On the “complex” side of the diversity-ledger, administrators of faith-based colleges have begun to notice how sexual preference, orientation and practice have lately crept into the civil rights tent. Discrimination against these new “preferred classes” is now as taboo as racial discrimination. An earlier article in this column (“Christian Education in the Crosshairs” – http://www.ahherald.com/columns-list/at-large/18672-christian-education-in-the-crosshairs ) detailed how Gordon College, in Salem, Massachusetts, might lose its academic accreditation because its policies exclude students or faculty of homosexual disposition or practice. Under the code of the New England Association of Schools and Colleges, this uncorrected “discrimination” could be grounds for denial of accreditation.

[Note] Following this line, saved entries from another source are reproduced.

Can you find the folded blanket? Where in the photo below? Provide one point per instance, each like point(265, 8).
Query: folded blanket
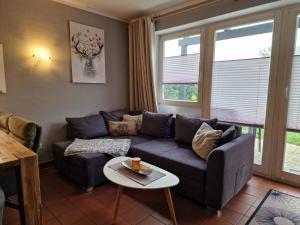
point(114, 147)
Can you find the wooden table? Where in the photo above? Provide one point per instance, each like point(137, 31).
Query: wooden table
point(14, 155)
point(164, 183)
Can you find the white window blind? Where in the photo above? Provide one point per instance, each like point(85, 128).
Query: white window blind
point(181, 69)
point(239, 90)
point(294, 97)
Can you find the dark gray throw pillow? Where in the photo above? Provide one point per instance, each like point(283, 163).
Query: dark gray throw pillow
point(156, 124)
point(87, 127)
point(227, 136)
point(186, 128)
point(116, 115)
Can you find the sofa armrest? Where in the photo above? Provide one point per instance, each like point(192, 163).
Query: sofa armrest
point(229, 168)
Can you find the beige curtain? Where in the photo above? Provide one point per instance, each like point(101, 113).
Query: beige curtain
point(141, 83)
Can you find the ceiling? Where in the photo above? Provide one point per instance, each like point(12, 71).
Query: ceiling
point(125, 9)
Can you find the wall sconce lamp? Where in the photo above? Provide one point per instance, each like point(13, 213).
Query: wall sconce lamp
point(41, 55)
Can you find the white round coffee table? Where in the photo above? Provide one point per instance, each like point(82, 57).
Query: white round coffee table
point(169, 180)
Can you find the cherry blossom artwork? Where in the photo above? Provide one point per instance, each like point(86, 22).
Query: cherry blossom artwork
point(87, 54)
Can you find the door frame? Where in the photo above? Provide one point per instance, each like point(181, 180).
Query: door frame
point(274, 15)
point(287, 47)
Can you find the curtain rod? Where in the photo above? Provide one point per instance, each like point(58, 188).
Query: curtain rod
point(184, 9)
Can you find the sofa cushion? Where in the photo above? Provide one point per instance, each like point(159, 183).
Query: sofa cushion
point(87, 127)
point(118, 128)
point(186, 128)
point(156, 124)
point(205, 140)
point(138, 119)
point(116, 115)
point(171, 156)
point(91, 159)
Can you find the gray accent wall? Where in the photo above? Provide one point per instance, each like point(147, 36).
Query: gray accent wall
point(220, 8)
point(46, 94)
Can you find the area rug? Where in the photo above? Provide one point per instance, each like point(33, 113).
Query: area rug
point(277, 208)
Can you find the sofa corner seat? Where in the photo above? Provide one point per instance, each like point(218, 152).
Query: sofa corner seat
point(86, 169)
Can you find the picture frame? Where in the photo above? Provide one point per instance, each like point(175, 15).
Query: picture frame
point(87, 54)
point(2, 71)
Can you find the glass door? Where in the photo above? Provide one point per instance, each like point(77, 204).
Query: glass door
point(240, 79)
point(289, 165)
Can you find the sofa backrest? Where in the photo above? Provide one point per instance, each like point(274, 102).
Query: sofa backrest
point(24, 131)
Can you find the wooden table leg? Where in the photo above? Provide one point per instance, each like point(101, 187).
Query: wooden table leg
point(30, 188)
point(117, 203)
point(170, 205)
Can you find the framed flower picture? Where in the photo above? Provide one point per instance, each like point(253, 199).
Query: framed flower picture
point(2, 72)
point(87, 53)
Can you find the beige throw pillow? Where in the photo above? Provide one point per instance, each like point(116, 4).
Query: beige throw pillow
point(122, 128)
point(137, 119)
point(205, 140)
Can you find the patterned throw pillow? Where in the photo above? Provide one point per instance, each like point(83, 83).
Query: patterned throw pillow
point(205, 140)
point(138, 119)
point(122, 128)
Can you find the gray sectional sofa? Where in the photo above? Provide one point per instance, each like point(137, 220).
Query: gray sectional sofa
point(211, 183)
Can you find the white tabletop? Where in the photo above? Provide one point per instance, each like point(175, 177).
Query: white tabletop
point(167, 181)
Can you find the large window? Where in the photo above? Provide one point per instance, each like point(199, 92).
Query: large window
point(180, 68)
point(240, 78)
point(246, 73)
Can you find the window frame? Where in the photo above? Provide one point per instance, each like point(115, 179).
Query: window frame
point(170, 36)
point(274, 15)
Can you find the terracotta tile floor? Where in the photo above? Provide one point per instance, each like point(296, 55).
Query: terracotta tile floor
point(65, 204)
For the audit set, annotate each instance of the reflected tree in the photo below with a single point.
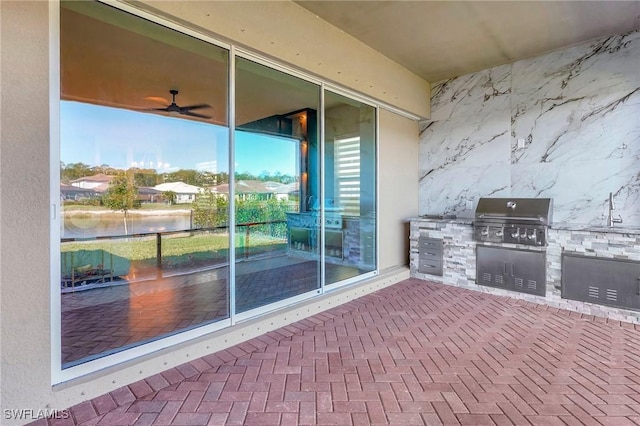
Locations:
(121, 196)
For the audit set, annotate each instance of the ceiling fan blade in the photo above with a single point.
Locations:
(195, 114)
(196, 106)
(158, 99)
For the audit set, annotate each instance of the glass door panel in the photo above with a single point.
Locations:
(349, 188)
(277, 186)
(144, 159)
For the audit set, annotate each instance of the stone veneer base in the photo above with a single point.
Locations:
(459, 261)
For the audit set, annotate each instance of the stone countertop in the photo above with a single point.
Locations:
(561, 226)
(618, 229)
(442, 219)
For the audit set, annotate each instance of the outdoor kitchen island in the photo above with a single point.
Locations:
(607, 254)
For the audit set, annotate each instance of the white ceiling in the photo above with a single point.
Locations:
(444, 39)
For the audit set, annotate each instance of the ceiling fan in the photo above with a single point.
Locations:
(174, 108)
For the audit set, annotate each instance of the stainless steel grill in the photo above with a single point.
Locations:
(513, 220)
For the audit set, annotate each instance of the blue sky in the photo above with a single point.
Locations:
(97, 135)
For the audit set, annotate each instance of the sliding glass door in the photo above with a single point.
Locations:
(349, 188)
(276, 187)
(180, 215)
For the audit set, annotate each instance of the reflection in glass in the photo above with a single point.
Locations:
(350, 188)
(145, 246)
(277, 186)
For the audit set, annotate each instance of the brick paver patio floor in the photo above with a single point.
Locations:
(413, 353)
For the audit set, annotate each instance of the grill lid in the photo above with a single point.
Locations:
(535, 210)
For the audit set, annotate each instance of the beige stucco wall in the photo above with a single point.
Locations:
(397, 186)
(24, 203)
(25, 326)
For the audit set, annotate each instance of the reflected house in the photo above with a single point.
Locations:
(149, 195)
(185, 193)
(259, 190)
(70, 192)
(92, 182)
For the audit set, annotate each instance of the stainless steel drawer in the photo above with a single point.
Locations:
(430, 255)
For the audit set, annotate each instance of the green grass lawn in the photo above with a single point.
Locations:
(183, 245)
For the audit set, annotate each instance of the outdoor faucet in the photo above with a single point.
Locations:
(612, 220)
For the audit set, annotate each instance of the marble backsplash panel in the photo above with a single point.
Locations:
(578, 112)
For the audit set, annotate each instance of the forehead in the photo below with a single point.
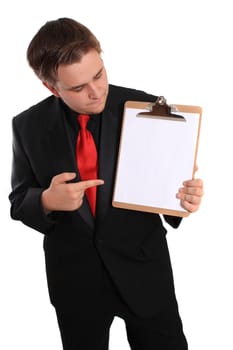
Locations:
(80, 72)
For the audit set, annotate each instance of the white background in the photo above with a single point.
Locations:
(179, 49)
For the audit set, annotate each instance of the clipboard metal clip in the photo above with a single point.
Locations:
(160, 109)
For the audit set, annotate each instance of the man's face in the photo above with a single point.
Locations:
(83, 86)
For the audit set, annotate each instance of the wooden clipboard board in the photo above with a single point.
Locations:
(158, 151)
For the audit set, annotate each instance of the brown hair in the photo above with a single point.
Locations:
(59, 42)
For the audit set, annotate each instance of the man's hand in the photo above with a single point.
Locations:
(66, 196)
(191, 194)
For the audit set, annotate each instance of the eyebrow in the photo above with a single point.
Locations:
(82, 85)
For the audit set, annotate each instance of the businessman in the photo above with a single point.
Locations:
(101, 261)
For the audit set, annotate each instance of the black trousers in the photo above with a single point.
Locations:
(89, 330)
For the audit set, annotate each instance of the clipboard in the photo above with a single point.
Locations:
(157, 152)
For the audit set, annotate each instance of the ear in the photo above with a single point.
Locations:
(51, 88)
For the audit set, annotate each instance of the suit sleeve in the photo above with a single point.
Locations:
(25, 197)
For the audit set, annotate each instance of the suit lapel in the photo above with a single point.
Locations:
(62, 155)
(109, 139)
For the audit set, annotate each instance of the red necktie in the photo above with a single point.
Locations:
(86, 155)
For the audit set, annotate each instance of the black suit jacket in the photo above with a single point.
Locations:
(131, 245)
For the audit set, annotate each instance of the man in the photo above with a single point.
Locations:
(105, 263)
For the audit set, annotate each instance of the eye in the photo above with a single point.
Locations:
(98, 75)
(77, 89)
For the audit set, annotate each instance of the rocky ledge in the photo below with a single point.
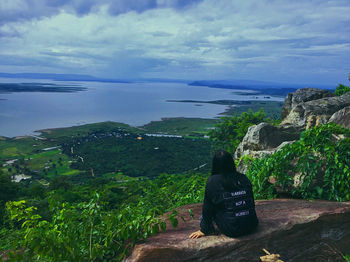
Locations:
(298, 230)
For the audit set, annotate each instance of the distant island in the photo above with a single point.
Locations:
(260, 87)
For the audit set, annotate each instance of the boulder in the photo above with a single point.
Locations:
(265, 138)
(303, 95)
(307, 114)
(297, 230)
(341, 117)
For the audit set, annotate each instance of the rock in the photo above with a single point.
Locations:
(303, 95)
(317, 111)
(264, 138)
(297, 230)
(341, 117)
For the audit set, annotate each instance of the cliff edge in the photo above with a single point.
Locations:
(298, 230)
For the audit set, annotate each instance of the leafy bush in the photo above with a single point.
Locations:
(321, 161)
(341, 90)
(90, 231)
(230, 131)
(347, 258)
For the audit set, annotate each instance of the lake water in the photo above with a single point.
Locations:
(131, 103)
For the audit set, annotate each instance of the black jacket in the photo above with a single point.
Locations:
(230, 205)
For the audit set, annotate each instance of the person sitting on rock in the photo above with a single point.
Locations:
(228, 200)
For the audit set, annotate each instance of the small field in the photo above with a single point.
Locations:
(181, 126)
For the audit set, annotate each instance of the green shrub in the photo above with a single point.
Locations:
(90, 231)
(316, 153)
(341, 90)
(230, 131)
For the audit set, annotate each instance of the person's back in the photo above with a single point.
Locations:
(230, 205)
(228, 200)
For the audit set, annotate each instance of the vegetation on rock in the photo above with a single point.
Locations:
(230, 131)
(316, 166)
(341, 90)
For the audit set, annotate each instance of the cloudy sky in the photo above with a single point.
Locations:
(304, 41)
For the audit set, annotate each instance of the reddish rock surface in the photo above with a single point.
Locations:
(298, 230)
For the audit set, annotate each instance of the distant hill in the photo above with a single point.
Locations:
(266, 88)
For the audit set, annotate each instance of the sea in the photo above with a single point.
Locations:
(136, 104)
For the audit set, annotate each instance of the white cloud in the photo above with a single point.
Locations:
(212, 39)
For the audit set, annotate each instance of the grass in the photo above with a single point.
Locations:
(59, 134)
(11, 148)
(181, 126)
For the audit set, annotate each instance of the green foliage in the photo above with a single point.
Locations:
(231, 130)
(137, 155)
(92, 231)
(321, 160)
(341, 90)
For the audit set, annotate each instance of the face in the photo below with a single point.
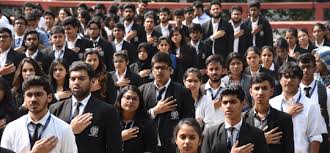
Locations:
(93, 60)
(231, 106)
(120, 63)
(236, 16)
(163, 46)
(142, 54)
(302, 38)
(290, 38)
(161, 72)
(254, 12)
(130, 102)
(32, 42)
(58, 39)
(37, 99)
(19, 26)
(70, 31)
(318, 33)
(163, 17)
(308, 70)
(214, 71)
(49, 20)
(236, 67)
(149, 23)
(289, 83)
(266, 57)
(176, 37)
(261, 93)
(93, 31)
(253, 59)
(215, 11)
(192, 82)
(59, 72)
(80, 84)
(5, 41)
(187, 139)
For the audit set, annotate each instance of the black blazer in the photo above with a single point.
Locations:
(215, 140)
(224, 45)
(69, 56)
(265, 36)
(281, 120)
(166, 122)
(15, 58)
(103, 135)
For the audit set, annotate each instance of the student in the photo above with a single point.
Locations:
(234, 134)
(166, 101)
(277, 125)
(188, 136)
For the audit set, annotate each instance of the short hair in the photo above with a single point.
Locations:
(306, 58)
(281, 43)
(237, 8)
(214, 59)
(6, 30)
(121, 54)
(179, 12)
(119, 26)
(261, 77)
(57, 29)
(160, 57)
(233, 90)
(70, 20)
(291, 68)
(37, 81)
(80, 65)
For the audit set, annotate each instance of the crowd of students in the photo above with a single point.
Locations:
(126, 80)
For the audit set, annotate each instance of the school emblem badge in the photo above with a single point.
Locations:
(94, 131)
(174, 115)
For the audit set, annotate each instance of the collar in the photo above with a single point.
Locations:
(83, 102)
(166, 85)
(237, 126)
(42, 121)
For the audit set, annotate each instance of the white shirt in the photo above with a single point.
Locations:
(82, 106)
(16, 136)
(3, 57)
(307, 125)
(315, 96)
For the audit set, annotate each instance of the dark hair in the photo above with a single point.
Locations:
(214, 58)
(6, 30)
(261, 77)
(80, 65)
(56, 30)
(192, 122)
(306, 58)
(194, 71)
(141, 112)
(234, 55)
(37, 81)
(291, 68)
(233, 90)
(237, 8)
(281, 43)
(160, 57)
(18, 78)
(70, 20)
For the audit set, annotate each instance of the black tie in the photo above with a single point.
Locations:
(76, 110)
(307, 89)
(35, 136)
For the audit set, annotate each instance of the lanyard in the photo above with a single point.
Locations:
(296, 102)
(43, 129)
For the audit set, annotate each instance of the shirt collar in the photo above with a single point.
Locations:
(83, 102)
(42, 121)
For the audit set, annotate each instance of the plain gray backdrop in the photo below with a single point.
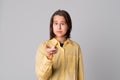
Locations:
(25, 23)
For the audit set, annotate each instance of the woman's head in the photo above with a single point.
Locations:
(60, 24)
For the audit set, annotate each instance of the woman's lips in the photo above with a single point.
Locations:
(59, 31)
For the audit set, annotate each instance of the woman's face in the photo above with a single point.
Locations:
(59, 26)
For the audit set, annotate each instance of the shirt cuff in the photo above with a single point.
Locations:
(46, 61)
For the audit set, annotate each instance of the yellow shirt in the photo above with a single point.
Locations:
(65, 65)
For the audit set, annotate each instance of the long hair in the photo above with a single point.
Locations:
(67, 17)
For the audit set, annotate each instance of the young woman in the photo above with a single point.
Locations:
(59, 58)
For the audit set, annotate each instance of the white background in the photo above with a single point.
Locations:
(25, 23)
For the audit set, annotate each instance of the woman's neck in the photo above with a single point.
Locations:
(61, 39)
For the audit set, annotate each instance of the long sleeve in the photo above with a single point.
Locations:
(81, 70)
(43, 66)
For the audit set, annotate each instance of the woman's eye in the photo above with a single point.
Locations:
(62, 23)
(55, 23)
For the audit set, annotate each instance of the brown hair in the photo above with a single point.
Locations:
(67, 17)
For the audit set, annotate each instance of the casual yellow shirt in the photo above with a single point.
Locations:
(65, 65)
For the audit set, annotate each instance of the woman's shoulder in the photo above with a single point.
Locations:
(75, 43)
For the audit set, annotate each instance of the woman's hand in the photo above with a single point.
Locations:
(50, 51)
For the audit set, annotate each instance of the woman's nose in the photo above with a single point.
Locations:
(59, 26)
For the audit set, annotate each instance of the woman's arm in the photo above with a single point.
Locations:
(43, 65)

As “groupthink” typically prevails on such issues in higher education, other faith-based schools might soon face similar pressures from accreditation boards if they refuse to drop homosexual restrictions on enrollment or hiring. For many of these schools, undoing these policies would contravene Bible-based positions on sexuality and marriage that are central to their faith and religious practice.
Loss of accreditation might mean that federal money could no longer be spent at that school – very probably including federally-guaranteed student loans. The diversity push at many schools is evidently motivated by a fear of losing vital funding, to the point of driving the school into insolvency. Thus, diversity programs look like “sacrifices” which college governors hope will appease the gods of political correctness, who might otherwise destroy their institutions.
Some administrators speak hopefully of crafting admissions and hiring policies that will allow same-sex advocates into their schools, provided that they refrain from actual sexual practice. But they are dreaming. Letting the fox into the henhouse is never a safe or valuable tactic. Those who attempt it will come to ruin.
No one knows where all this will go, but so far I don’t like the look and smell of it. Faith-based schools with long, honorable records of service to their communities and to the nation could find themselves either stripped of their academic accreditation and financially ruined, or destroyed as viable instruments of education for their faith. Neither result is acceptable. College administrators and trustees will be well advised to consider carefully before they bow down to diversity’s false god. This will go far beyond ethnicity and race. The devil is in the details.